Posted by Luke Maurer on 06 / 04 / 2008

Despite its widespread use, Ant is ultimately inadequate as a build system. In some ways, it is well-suited for building simple Java projects: It is integrated with the JVM and extensible in Java, and it has an established library of code for a variety of tasks. Unfortunately, there are core responsibilities of a build system — keeping track of dependencies among files and rebuilding only as necessary — that Ant simply does not perform, delegating instead to every individual task to do what should be core functionality. Furthermore, its XML format rapidly becomes unwieldy as a project expands, as every little task mushrooms into a messy blob of tags and attributes. In the end, Ant is little more than glorified XML batch files.

For decades, the de facto standard program for driving the build process for a C code base has been Make. Like so much else in the world of C and Unix, the Make language is terse, quirky, rather cryptic - and very effective.
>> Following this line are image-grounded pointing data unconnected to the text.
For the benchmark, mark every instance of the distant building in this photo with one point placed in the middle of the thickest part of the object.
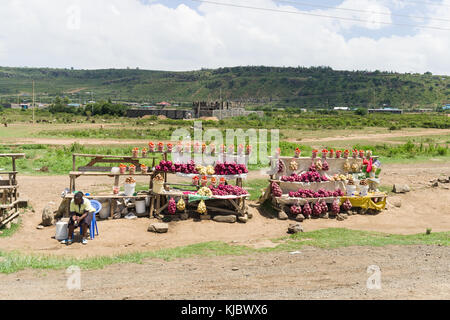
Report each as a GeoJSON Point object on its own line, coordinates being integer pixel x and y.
{"type": "Point", "coordinates": [386, 110]}
{"type": "Point", "coordinates": [164, 104]}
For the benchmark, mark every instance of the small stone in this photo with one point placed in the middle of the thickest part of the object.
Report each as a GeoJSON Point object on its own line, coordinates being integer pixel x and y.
{"type": "Point", "coordinates": [227, 219]}
{"type": "Point", "coordinates": [282, 215]}
{"type": "Point", "coordinates": [184, 216]}
{"type": "Point", "coordinates": [401, 188]}
{"type": "Point", "coordinates": [295, 228]}
{"type": "Point", "coordinates": [158, 227]}
{"type": "Point", "coordinates": [443, 180]}
{"type": "Point", "coordinates": [243, 219]}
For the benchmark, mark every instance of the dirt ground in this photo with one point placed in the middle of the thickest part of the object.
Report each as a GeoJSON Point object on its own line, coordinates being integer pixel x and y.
{"type": "Point", "coordinates": [308, 138]}
{"type": "Point", "coordinates": [407, 272]}
{"type": "Point", "coordinates": [124, 236]}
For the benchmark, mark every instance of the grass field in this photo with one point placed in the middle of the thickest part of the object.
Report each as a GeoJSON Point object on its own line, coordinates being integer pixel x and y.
{"type": "Point", "coordinates": [11, 262]}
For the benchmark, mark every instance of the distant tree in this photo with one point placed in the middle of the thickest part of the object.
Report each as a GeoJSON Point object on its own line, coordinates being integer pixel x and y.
{"type": "Point", "coordinates": [361, 112]}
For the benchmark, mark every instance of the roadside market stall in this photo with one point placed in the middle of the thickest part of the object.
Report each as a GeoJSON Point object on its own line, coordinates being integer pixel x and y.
{"type": "Point", "coordinates": [208, 191]}
{"type": "Point", "coordinates": [9, 202]}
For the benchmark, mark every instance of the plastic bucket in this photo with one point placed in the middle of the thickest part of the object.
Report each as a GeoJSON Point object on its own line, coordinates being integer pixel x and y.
{"type": "Point", "coordinates": [62, 230]}
{"type": "Point", "coordinates": [351, 190]}
{"type": "Point", "coordinates": [104, 212]}
{"type": "Point", "coordinates": [140, 207]}
{"type": "Point", "coordinates": [158, 186]}
{"type": "Point", "coordinates": [129, 189]}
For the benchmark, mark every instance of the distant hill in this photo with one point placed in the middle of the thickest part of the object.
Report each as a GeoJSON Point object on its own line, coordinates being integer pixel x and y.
{"type": "Point", "coordinates": [294, 87]}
It is a simple, straightforward definition of what to build, how to build it, and what needs to be built first:

main.o: main.c options.h util.h
cc -o main.o -c main.c

options.o: options.c options.h util.h
cc -o options.o -c options.c

util.o: util.c util.h
cc -o util.o -c util.c

app: main.o options.o util.o
cc -o app main.o options.o util.o

The first entry says that the object file main.o depends on its source file, main.c, and the two header files options.h and util.h, and provides the command line for the C compiler to output main.o. Similarly for options.o and util.o. Finally, the executable file app, the ultimate product, depends on all three object files and has a somewhat different command line.

What's cool about Make is that it knows what's up to date and doesn't rebuild anything that is. For instance, if I've just run "make app", and I run it again, nothing happens — everything's already compiled. If I then change main.c and rerun "make app", it will recompile main.o since its dependency main.c is newer, and then it will relink app because its dependency main.o has changed. But it won't recompile either of the other object files. In contrast, if I change util.h, everything has to be rebuilt.
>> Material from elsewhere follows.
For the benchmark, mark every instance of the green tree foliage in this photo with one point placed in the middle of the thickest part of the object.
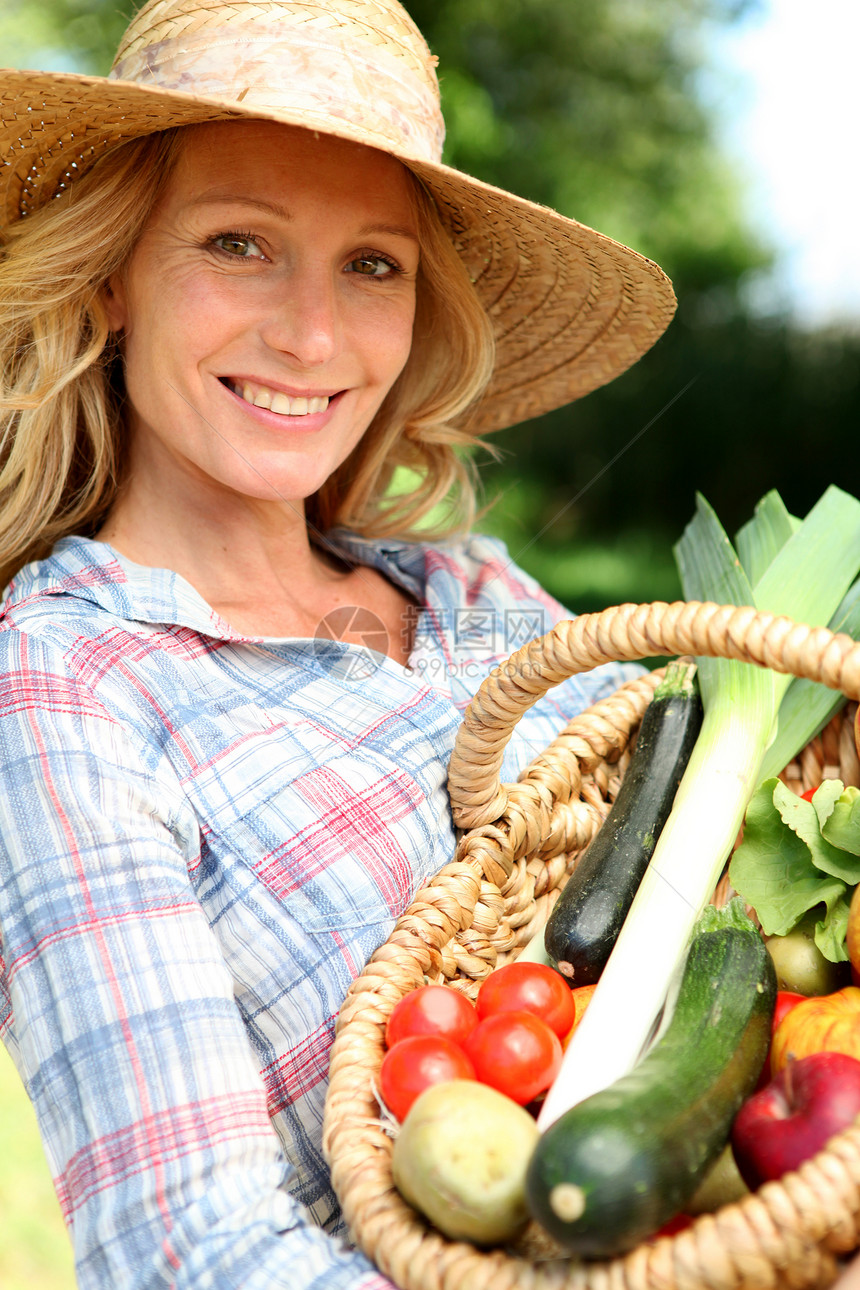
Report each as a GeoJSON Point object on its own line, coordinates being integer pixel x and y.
{"type": "Point", "coordinates": [591, 107]}
{"type": "Point", "coordinates": [595, 107]}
Ant cannot directly express the relationships between these files. Yes, you can say that app depends on main.o — but that only means that building app requires building main.o. Ant only uses dependencies to add targets to build, and figure out what order to build things in. But since the targets don't correspond to files, it can't be any more intelligent about them. Each task that should be skipped if its output files are up to date has to implement such functionality for itself. Most don't. (The only reason you don't see every Java class recompiled every time is that javac itself has a dependency-checking system of its own.)
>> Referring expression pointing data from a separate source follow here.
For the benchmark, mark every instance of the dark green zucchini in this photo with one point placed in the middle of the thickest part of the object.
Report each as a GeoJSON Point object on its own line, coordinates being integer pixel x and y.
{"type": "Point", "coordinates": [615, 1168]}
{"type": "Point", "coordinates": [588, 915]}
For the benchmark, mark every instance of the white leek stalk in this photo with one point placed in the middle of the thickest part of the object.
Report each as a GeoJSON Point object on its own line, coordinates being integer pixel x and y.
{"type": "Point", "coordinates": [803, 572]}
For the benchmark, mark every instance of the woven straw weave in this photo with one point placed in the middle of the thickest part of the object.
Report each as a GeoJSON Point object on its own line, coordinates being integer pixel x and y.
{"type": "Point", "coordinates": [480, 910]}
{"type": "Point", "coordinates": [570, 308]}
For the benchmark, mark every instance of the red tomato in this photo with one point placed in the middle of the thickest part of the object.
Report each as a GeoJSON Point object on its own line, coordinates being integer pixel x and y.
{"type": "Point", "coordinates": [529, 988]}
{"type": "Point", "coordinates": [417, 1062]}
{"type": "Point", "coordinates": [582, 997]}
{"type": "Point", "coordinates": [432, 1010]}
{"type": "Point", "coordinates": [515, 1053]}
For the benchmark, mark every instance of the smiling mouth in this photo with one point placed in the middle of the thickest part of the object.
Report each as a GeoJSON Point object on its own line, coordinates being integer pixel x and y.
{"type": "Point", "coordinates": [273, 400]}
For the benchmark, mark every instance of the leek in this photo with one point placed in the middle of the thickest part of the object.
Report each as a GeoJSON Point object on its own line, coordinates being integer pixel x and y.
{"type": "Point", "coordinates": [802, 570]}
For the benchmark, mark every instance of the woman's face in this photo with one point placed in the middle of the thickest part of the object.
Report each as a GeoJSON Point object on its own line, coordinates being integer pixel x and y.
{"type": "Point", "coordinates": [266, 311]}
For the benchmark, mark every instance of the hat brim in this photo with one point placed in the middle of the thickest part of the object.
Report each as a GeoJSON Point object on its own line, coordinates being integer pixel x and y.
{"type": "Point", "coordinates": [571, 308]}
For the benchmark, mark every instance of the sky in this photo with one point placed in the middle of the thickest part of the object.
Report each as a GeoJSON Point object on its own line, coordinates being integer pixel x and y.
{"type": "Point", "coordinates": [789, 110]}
This is by far not the only inadequacy of Ant, but to me it's the most egregious. Ant desperately needs an easy, flexible way to say what files depend on what other files, and how to decide whether a file needs to be updated. The <uptodate/> task is far too blunt an instrument to use for this — it's awkward to use, especially since Ant has no built-in if construct (?!!). Without this functionality at its core, there's little to recommend Ant over any other scripting language.

Fortunately, there is an alternative. Er, well, there will be one, when I'm done writing it :-) But that's a post for another day (soon).